The cook's name was Louie Rogers. She was only a year older than Lily and as a rule Miss Drew called her Louie; but when upset by the spectacle of the world's disorder she always called her Rogers. It had been her mother's as well as her grandmother's custom to call their cooks by their surnames and Miss Drew reverted to it as a sort of invocation of these thin-lipped, tenderly stern women, whose miniatures were on her writing-table. The mere utterance of the word “Rogers” seemed to Miss Drew to bring back decency and respect to human intercourse.
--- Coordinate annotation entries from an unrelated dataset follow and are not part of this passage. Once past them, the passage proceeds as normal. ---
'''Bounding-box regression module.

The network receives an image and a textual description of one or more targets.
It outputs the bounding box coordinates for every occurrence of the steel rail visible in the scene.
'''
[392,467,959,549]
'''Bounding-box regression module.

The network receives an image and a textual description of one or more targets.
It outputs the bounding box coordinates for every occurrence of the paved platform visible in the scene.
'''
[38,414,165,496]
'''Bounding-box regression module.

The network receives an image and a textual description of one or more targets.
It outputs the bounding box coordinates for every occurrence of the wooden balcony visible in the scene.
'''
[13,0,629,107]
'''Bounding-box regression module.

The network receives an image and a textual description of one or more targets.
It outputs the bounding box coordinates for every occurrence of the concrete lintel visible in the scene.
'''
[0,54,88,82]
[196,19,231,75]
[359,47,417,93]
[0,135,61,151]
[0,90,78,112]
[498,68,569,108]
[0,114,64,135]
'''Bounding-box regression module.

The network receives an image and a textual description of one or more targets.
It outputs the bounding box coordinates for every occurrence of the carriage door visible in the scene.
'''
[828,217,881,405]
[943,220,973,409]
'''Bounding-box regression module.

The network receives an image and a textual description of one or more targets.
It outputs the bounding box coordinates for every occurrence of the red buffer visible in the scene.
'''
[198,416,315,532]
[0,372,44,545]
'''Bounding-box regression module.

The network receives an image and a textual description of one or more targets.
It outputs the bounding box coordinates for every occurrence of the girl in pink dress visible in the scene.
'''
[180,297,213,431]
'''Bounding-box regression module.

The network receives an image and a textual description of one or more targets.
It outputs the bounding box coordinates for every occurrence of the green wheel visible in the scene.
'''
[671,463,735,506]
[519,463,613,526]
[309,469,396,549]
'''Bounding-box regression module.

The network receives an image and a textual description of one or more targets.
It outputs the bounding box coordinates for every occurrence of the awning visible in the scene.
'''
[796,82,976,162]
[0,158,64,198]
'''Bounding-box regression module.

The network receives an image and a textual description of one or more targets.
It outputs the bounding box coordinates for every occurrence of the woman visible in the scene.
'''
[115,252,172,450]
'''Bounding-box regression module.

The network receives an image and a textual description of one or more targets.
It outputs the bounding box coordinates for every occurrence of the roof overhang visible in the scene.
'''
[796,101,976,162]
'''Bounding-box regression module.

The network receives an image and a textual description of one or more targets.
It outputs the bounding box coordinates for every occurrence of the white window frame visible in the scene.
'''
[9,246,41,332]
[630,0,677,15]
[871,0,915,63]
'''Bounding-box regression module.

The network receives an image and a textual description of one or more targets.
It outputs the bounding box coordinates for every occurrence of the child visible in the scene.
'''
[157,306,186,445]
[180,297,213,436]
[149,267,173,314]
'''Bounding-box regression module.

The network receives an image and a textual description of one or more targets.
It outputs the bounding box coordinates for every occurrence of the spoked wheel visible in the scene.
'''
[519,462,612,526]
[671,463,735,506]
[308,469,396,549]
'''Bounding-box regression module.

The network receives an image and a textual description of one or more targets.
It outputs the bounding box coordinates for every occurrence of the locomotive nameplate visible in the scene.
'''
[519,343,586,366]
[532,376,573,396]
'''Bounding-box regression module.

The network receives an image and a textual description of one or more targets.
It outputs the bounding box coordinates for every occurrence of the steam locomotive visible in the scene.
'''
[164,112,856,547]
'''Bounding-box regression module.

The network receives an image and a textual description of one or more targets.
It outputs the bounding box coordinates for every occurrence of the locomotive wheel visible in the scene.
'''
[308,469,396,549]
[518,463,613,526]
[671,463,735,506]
John had not the courage nor the wit to rise from his chair and help his cousin carrying her tray into the house; so it worked out that Sam Dekker once more was her companion. But Sam never addressed a single word to her as he walked by her side. His sole thought was his growing dread of the afternoon's encounter. Mary herself pondered bitterly upon the interior meaning of Miss Drew's little speech about their tea. It meant a kind of emotional unbending, an intimacy, a crisis of sympathetic confidence; but it also meant that under no conceivable circumstances would her employer allow her to go on meeting her cousin. Ladies who live together possess these indirect ways of communicating with each other and by the tone in which Mary replied, “Yes, dear, that will be so nice!” Miss Drew knew that while there would be nothing in the nature of a scene between them, the separation of Mary from John would take more than one evening's dignified protest.